GoPOSIXは、Go言語で完全に実装されたPOSIXユーザーランドであり、単一のバイナリとして提供され、BusyBoxとの高い互換性を目指しています。BusyBoxのテストスイートにある612のテストのうち591に合格し、互換性は96.6%に達しています。
開発の動機は、作者が「ハーネスエンジニアリング」(Harness Engineering)の実験と「エージェント開発」(agentic development)スキルの向上を望んだことにあります。2025年にGoを学んだ後、大規模言語モデル(LLM)が出力のフォーマットに多くの時間を浪費していることに気づき、スクリプトやツールでJSON出力を使い始めました。これらのアイデアが結実し、GoでPOSIXユーティリティを完全実装し、JSON出力とGo SDKを提供してBusyBoxとベンチマークするプロジェクトが生まれました。
DeepSeek-v4-proモデル(75%割引)とpi.devプラットフォームを活用し、約3週間で開発が完了しました。作者は、プロジェクトの90%はAIが行い、残り10%は方向性の指示だったと述べています。これは、POSIXユーティリティが本質的にテキスト変換器であり、明確に定義された契約(「一つのことをうまくやる」)に従っていることを示しています。

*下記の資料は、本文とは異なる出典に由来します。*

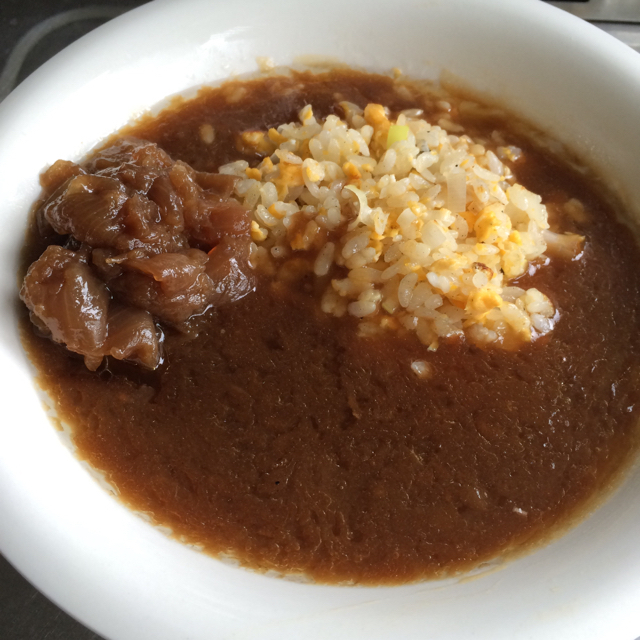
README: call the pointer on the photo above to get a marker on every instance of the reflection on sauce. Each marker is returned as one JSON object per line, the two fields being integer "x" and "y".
{"x": 279, "y": 437}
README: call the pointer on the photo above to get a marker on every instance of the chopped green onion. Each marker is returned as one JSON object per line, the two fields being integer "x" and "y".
{"x": 397, "y": 132}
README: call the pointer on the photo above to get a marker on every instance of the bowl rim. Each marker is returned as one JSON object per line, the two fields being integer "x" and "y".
{"x": 159, "y": 588}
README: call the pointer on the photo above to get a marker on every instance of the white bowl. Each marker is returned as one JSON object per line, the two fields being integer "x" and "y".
{"x": 124, "y": 578}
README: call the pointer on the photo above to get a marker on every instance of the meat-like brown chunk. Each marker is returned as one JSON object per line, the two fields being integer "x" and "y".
{"x": 209, "y": 213}
{"x": 228, "y": 267}
{"x": 132, "y": 335}
{"x": 173, "y": 287}
{"x": 69, "y": 300}
{"x": 145, "y": 225}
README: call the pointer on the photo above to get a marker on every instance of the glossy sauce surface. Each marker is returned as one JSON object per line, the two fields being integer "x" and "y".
{"x": 279, "y": 437}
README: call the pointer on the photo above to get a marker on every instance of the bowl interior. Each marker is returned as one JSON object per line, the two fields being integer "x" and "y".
{"x": 126, "y": 579}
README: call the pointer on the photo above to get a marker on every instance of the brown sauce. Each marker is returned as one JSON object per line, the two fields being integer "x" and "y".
{"x": 280, "y": 438}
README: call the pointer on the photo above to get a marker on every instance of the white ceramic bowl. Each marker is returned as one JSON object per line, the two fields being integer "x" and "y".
{"x": 124, "y": 578}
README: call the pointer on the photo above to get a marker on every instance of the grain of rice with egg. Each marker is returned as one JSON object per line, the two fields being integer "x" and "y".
{"x": 429, "y": 226}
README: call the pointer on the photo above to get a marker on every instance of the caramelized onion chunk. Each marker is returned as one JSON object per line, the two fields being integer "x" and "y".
{"x": 61, "y": 290}
{"x": 159, "y": 238}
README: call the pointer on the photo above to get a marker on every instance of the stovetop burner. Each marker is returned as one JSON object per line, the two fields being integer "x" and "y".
{"x": 32, "y": 31}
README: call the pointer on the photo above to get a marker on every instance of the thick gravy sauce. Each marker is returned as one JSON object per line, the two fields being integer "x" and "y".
{"x": 274, "y": 434}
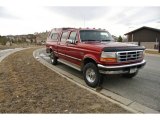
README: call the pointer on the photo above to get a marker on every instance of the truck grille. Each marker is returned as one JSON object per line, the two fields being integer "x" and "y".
{"x": 126, "y": 56}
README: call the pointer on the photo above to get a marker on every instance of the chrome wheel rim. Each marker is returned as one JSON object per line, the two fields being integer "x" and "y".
{"x": 90, "y": 75}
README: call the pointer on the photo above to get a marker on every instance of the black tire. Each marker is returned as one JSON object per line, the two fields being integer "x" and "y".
{"x": 53, "y": 58}
{"x": 91, "y": 75}
{"x": 130, "y": 75}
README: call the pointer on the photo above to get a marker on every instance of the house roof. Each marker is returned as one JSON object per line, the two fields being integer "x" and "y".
{"x": 144, "y": 27}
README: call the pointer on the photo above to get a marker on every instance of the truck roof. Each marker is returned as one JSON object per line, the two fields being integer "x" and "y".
{"x": 69, "y": 28}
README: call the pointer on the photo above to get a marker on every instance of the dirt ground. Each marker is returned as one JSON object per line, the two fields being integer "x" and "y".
{"x": 26, "y": 86}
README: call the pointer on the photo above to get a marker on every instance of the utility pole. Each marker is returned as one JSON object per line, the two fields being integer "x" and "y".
{"x": 84, "y": 21}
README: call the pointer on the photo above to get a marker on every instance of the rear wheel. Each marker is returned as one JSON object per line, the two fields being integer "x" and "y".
{"x": 91, "y": 75}
{"x": 130, "y": 75}
{"x": 53, "y": 58}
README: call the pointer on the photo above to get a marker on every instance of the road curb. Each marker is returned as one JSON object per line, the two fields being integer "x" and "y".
{"x": 125, "y": 103}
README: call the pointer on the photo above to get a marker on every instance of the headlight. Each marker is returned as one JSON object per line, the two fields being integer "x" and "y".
{"x": 108, "y": 57}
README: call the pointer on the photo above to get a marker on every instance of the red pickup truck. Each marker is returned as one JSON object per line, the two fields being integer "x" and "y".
{"x": 94, "y": 52}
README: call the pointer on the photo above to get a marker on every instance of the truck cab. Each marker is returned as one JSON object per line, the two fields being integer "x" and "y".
{"x": 94, "y": 52}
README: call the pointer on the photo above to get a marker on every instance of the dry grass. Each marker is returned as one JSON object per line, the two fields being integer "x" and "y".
{"x": 152, "y": 52}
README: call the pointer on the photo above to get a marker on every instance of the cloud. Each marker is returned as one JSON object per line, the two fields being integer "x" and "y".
{"x": 79, "y": 13}
{"x": 5, "y": 14}
{"x": 139, "y": 15}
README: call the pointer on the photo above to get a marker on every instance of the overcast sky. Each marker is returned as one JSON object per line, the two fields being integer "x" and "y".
{"x": 117, "y": 20}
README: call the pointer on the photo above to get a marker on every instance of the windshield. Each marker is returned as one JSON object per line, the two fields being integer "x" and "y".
{"x": 95, "y": 35}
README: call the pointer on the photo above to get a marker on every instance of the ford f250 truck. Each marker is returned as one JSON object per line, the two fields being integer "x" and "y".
{"x": 94, "y": 52}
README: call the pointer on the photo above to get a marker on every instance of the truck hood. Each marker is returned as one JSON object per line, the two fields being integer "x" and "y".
{"x": 113, "y": 46}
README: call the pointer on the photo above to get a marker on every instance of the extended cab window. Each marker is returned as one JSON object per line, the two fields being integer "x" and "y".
{"x": 73, "y": 35}
{"x": 95, "y": 35}
{"x": 54, "y": 36}
{"x": 64, "y": 36}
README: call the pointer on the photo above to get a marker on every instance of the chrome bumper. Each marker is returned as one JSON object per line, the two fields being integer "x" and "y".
{"x": 120, "y": 69}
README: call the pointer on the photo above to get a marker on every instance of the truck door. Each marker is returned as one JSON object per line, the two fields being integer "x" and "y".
{"x": 62, "y": 45}
{"x": 72, "y": 50}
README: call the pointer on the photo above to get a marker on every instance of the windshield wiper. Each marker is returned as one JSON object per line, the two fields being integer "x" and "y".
{"x": 105, "y": 40}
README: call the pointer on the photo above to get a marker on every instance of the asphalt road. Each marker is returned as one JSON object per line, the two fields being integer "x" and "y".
{"x": 144, "y": 88}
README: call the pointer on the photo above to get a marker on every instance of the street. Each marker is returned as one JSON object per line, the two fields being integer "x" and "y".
{"x": 144, "y": 88}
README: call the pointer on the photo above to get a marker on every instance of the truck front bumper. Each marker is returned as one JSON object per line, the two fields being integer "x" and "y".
{"x": 121, "y": 69}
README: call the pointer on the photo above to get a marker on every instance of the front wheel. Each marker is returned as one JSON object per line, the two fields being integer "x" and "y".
{"x": 91, "y": 75}
{"x": 130, "y": 75}
{"x": 53, "y": 58}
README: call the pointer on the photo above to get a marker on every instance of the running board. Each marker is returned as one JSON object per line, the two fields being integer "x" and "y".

パフォーマンス面では、GoPOSIXの呼び出しレイテンシは60マイクロ秒で、BusyBoxの680マイクロ秒(fork+exec経由)を大幅に下回ります。100MBファイルに対するgrepでは0.16秒(BusyBoxは0.86秒)でした。ただし、バイナリサイズは10MBと、BusyBoxの800KBの12.5倍です。コールドスタート時間は7ミリ秒です。
作者は、このプロジェクトが成功したのはBusyBoxのテストスイートのおかげであると明言しています。また、Mvdan Shellやgoawkなどのプロジェクトにも感謝の意を表しています。
GoPOSIXはGitHubで公開されており、CLIとDockerイメージ、Go SDKのドキュメントが提供されています。現在までに8つのリリースがあり、最新はv1.0.10です。コードの構成はGoが77.6%、Shellスクリプトが21.1%、残りはMakefileとDockerfileです。
このプロジェクトは、AI支援による開発の典型的な例であり、大規模言語モデルを活用して複雑なシステムツールを迅速に構築する可能性を示しています。バイナリサイズは大きいものの、パフォーマンスが重要なシナリオでは顕著な利点を示しています。